XenServer handling of StarWind HA failure

Software-based VM-centric and flash-friendly VM storage + free version

Moderators: anton (staff), art (staff), Max (staff), Anatoly (staff)

arthurr
Posts: 14
Joined: Fri Mar 02, 2018 4:37 pm

Fri Mar 02, 2018 4:47 pm

Hello,

I'm using XenServer 7.0 configured per https://www.starwindsoftware.com/techni ... r-Pool.pdf with a StarWind HA cluster of 2 running 8.0.11456. I plan to update to XenServer 7.2; however, I've checked and the sm package is basically unchanged in all 7.0+ versions (including all patches). XenServer 7.2 wasn't yet supported by our backup appliance, Unitrends, at the time the pool was provisioned hence why it wasn't used.

The XenServer iSCSI failover has worked correctly before such as when a StarWind VM boot volume ran out of disk. When the StarWind HA fails it doesn't failover correctly. The XenServer sm logs show authentication failure as excepted but no attempt to try the other StarWind host. I can only repair the iSCSI SR by blocking outbound traffic to the faulted StarWind host via iptables then using XenCenter's SR repair. It is strange because the second path should already be enabled.

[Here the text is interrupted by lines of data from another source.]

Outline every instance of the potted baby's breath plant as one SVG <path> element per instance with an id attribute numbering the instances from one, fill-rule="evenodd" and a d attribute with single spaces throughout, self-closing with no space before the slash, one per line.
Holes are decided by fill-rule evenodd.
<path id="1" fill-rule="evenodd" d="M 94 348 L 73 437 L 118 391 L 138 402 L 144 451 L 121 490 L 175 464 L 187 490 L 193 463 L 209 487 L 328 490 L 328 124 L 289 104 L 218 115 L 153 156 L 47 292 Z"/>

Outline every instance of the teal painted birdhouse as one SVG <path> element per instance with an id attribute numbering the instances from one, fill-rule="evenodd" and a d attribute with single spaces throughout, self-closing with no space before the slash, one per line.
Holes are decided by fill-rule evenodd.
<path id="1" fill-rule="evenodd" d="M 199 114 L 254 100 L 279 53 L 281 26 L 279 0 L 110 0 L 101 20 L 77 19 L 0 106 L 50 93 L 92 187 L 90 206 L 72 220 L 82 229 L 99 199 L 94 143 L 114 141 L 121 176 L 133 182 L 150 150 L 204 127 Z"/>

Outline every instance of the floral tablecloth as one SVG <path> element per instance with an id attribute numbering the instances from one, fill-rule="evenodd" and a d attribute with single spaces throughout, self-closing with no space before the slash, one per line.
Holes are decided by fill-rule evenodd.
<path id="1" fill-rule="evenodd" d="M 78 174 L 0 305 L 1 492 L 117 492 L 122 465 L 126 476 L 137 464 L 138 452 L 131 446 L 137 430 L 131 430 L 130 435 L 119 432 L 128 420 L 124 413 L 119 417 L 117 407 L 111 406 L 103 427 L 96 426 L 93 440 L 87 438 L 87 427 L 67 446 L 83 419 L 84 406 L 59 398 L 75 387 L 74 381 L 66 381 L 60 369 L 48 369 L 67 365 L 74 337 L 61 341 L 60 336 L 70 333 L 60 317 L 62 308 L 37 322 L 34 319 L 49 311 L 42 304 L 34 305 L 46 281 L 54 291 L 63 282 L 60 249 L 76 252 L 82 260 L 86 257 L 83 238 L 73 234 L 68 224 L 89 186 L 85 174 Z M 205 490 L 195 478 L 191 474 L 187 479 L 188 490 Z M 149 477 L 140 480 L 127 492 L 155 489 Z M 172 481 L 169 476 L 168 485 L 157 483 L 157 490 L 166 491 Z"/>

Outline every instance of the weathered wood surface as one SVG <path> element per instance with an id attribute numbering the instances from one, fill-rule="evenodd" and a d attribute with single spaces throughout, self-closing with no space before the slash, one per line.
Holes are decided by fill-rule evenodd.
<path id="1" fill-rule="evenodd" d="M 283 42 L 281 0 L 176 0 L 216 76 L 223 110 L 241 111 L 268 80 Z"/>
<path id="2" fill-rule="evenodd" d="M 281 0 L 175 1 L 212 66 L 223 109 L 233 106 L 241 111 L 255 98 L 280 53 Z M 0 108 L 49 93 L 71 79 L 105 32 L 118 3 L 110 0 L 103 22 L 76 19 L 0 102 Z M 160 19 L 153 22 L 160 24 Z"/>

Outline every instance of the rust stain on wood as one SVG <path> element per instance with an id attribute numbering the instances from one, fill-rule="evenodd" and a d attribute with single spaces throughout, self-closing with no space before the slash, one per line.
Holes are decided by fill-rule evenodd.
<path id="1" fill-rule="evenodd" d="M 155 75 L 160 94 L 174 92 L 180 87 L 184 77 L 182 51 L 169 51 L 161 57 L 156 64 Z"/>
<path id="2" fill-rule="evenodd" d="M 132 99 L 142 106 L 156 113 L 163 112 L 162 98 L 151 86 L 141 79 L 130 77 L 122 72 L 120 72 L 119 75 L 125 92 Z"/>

Unfortunately I haven't been able to collect the right info: multipath command output, sm log, etc. Now I have to try to reproduce the issue which is rather painful.

Worse yet with XenServer HA enabled the whole XenServer pool reboots on this condition.

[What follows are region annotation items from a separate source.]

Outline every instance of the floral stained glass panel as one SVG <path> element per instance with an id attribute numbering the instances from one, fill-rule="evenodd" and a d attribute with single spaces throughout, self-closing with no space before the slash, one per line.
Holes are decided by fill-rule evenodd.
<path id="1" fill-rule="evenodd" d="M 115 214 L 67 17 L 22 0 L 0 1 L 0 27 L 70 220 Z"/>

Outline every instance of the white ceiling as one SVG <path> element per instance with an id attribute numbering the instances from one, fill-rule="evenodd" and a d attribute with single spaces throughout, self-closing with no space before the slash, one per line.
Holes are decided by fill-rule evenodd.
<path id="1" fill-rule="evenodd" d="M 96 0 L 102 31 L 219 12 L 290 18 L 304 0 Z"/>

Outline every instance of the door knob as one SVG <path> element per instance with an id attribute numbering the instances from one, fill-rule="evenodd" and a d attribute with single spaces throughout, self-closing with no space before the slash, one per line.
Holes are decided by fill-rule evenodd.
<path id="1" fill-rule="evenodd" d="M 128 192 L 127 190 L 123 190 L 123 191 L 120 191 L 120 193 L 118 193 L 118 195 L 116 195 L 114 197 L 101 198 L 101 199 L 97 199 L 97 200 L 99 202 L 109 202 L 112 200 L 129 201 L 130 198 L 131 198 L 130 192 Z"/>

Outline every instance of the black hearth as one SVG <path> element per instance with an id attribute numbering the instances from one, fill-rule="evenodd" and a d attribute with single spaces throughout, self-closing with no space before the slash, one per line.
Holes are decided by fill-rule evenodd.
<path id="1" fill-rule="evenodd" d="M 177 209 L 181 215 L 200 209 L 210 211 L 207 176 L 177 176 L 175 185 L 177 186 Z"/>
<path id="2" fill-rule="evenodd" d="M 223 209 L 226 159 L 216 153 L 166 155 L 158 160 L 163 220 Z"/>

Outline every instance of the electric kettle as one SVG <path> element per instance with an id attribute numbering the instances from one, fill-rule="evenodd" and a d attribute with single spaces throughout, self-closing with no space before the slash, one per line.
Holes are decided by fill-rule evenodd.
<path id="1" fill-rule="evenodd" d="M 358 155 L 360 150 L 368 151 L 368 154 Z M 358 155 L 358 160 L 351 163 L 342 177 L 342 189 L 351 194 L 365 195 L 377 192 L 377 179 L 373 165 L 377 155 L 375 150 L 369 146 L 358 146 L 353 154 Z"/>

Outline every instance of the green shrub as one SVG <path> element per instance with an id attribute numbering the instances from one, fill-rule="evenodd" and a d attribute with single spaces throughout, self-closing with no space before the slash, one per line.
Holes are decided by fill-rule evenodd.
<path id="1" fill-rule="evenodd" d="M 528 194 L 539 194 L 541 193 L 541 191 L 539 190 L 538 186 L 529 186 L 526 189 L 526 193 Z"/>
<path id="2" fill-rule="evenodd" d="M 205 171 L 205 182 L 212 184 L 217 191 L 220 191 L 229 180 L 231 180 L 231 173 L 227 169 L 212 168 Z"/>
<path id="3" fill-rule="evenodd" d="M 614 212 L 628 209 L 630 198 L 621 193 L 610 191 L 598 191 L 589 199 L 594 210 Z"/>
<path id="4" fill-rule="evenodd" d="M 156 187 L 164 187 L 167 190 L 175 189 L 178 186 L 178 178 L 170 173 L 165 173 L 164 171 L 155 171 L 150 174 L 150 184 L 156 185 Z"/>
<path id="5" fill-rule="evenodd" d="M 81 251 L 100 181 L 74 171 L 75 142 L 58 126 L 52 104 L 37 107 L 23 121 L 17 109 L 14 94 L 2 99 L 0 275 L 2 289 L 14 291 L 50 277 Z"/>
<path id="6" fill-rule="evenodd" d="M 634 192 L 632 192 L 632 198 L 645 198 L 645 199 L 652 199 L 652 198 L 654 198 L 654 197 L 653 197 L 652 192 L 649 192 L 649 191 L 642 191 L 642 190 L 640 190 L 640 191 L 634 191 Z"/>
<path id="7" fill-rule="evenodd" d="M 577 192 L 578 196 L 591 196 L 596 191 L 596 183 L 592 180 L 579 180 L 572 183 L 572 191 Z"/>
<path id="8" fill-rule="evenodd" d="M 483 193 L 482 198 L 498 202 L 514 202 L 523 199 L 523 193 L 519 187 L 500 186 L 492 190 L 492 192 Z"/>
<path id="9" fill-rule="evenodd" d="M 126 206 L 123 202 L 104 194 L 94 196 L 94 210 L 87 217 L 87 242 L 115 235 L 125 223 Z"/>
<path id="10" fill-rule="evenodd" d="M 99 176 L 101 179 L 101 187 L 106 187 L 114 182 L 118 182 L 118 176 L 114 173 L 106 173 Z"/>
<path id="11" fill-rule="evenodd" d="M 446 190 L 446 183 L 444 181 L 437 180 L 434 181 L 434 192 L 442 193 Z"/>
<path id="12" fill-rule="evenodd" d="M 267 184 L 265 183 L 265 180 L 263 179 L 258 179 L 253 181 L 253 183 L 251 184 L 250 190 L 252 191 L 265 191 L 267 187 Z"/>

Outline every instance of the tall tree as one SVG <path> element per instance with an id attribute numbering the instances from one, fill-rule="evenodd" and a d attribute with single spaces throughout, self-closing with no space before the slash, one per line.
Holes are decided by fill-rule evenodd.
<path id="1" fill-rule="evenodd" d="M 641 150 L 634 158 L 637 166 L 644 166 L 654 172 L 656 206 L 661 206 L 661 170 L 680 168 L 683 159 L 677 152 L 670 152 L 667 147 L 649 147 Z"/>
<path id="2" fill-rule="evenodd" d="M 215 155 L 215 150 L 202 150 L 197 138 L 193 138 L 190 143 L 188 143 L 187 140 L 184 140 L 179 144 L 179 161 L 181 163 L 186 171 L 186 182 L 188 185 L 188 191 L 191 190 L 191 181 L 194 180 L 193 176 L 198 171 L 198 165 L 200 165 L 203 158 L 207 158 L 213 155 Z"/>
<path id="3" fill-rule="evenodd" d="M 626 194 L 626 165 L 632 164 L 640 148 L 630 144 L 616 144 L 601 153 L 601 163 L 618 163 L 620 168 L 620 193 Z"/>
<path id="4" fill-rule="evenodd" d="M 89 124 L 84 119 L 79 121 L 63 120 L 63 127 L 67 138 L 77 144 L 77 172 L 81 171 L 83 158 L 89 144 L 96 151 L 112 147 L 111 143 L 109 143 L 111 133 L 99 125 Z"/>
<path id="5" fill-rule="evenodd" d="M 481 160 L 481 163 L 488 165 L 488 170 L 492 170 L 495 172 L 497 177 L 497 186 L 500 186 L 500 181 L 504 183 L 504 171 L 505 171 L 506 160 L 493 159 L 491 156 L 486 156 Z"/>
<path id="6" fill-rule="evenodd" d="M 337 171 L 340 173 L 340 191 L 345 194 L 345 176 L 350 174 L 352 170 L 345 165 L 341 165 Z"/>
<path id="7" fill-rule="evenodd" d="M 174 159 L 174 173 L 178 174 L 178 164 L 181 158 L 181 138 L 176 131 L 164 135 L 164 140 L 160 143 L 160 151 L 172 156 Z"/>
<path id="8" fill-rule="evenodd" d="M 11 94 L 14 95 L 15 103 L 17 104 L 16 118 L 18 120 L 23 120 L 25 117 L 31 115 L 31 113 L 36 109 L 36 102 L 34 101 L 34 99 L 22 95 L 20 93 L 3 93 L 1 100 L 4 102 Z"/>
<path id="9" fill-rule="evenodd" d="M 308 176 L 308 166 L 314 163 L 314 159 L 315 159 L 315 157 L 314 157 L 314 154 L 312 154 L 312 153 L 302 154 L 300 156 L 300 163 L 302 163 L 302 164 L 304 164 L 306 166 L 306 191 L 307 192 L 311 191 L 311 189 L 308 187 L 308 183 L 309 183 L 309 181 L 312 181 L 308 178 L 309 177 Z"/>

Hoping this is a known issue with some workaround or resolved in XenServer 7.2.

Thanks,
Arthur
arthurr
Posts: 14
Joined: Fri Mar 02, 2018 4:37 pm

Fri Mar 02, 2018 4:51 pm

Also, XenServer support has been worthless as always with trying to resolve this.
Oleg(staff)
Staff
Posts: 568
Joined: Fri Nov 24, 2017 7:52 am

Mon Mar 05, 2018 5:18 pm

Hi arthurr,
StarWind supports Compute and Storage separated scenario in case of using XenServer.
Please give us more details about configuration. How StarWind configured, how many physical connections for iSCSI/Sync you have. How many channels configured for iSCSI, how many multipath paths show in XenServer GUI etc.
Can you please collect the logs from your StarWind VMs and StarWind, PM me for better understanding the problem you faced? Also, please specify more details about your system configuration. Please specify the actual date the issue occurred. Also, please check the recommendations for VMs which is running StarWind VSAN.
You can collect log using this tool.
arthurr
Posts: 14
Joined: Fri Mar 02, 2018 4:37 pm

Sun Mar 11, 2018 5:40 pm

The issue is XenServer doesn't login to down iSCSI targets when the PDB status is attached. I created a XenServer bug on the open source tracker: https://bugs.xenserver.org/browse/XSO-848. You can get more info about my configuration there but nothing further needed from the StarWind side.
arthurr
Posts: 14
Joined: Fri Mar 02, 2018 4:37 pm

Sun Mar 11, 2018 5:53 pm

To be clear, the difference in behavior had nothing to do with how it failed: what mattered is if all paths were up before the event.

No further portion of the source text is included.